1. Il ricorso è infondato. Ai sensi della L. 22 aprile 2005, n. 69, art. 40 l’applicazione della disciplina in essa contenuta è limitata ai fatti illeciti consumati in epoca successiva al 7 agosto 2002, avendo inteso il legislatore statale applicare nella massima estensione la limitazione temporale consentita dall’art. 32 della decisione quadro 2002/584/GAI, che, in alternativa alla possibilità di determinare l’applicazione della disciplina con riferimento al momento esecutivo, ha previsto la potestà dei singoli Stati membri di collegare l’applicazione della norma applicabile all’epoca del commesso reato.

Pacifica quindi, nella specie la necessaria attivazione della disciplina estradizionale, questa Corte ha sollevato eccezione di incostituzionalità dell’art. 705 cod. proc. pen. nella parte in cui non consente la valutazione del radicamento nel territorio del cittadino comunitario, al fine di permettere di scontare la pena in Italia, contrariamente a quanto consentito dalla L. 22 aprile 2005, n. 69, art. 18, lett. r), secondo la lettura imposta dalla Corte Costituzionale del 24 giugno 2010 n. 227, osservando che tale conseguenza, effetto della limitazione contenuta nell’art. 40 cit., di fatto lede diritti fondamentali, tutelati sia dalle norme costituzionali, che dai principi fondamentali riconosciuti nei trattati comunitari (sez. 6 ord. 5580 del 26/01/2011 dep. 14/02/2011).
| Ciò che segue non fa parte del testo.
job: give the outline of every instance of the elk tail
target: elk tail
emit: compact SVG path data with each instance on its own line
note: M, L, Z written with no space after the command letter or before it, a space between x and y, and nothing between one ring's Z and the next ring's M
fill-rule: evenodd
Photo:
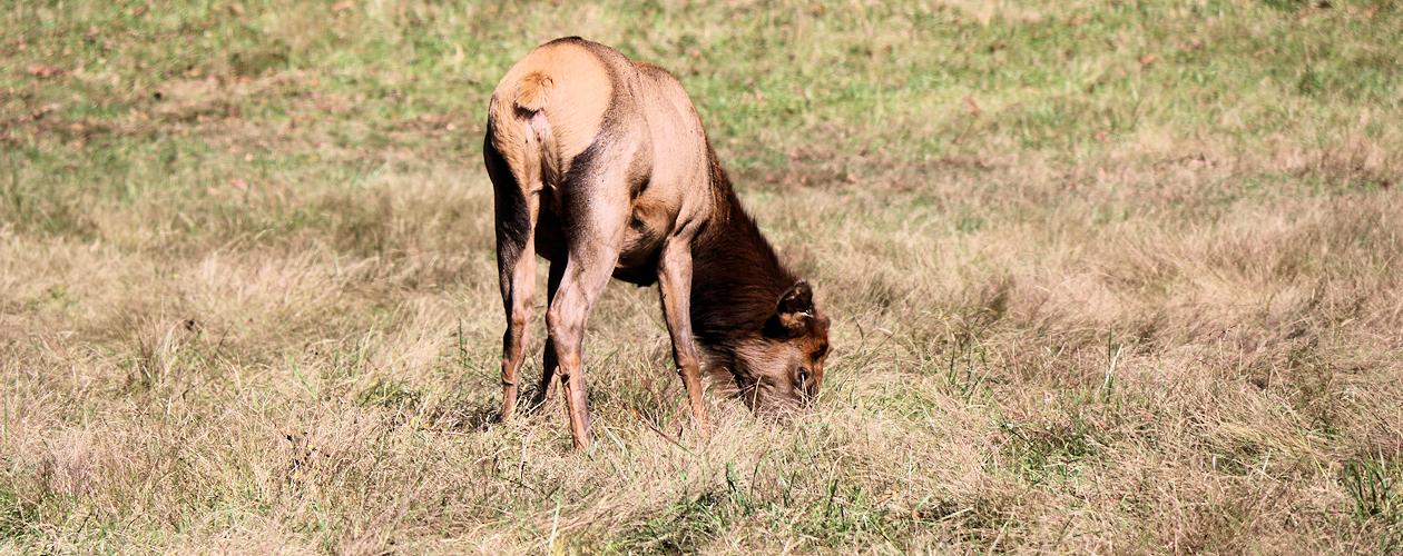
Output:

Deve tuttavia osservarsi che nella specie non si ravvisa il fondamento fattuale del già rilevato contrasto costituzionale, che presuppone accertamento nel merito del radicamento nel territorio, poichè tale circostanza risulta solo allegata, in contrasto con i dati concreti, quali la certificazione anagrafica presente in atti e relativa esclusivamente alla pretesa convivente del D., certificazione dalla quale non emerge l’allegata situazione di convivenza.

In atti non è documentata altrimenti la residenza dell’interessato in Italia, mentre è presente un’offerta di lavoro, futura ed eventuale, collegata alla possibilità del richiedente di riacquisire la libertà, dalla quale si desume, in senso opposto, la mancanza in un’attività lavorativa, il cui svolgimento concreto non risulta mai prospettato dall’interessato poichè nelle dichiarazioni rese egli ha fatto riferimento ad una generica qualifica di operaio, senza indicare luogo e tempi di svolgimento di tale attività. 3. Il complesso di tali circostanze, escludendo in fatto la rilevanza dell’eccezione di costituzionalità, che presuppone l’accertamento del radicamento nel territorio, di cui i principi fondamentali esigono la tutela, conduce al rigetto del ricorso, poichè anche il secondo motivo, basato sul medesimo accertamento di fatto, risulta infondato. A ciò consegue la condanna del ricorrente al pagamento delle spese processuali, in forza dell’art. 616 c.p.p..
P.Q.M.

Rigetta il ricorso e condanna il ricorrente al pagamento delle spese processuali. Manda alla Cancelleria per gli adempimenti di cui all’art. 203 disp. att. c.p.p..

Testo non ufficiale. La sola stampa del bollettino ufficiale ha carattere legale.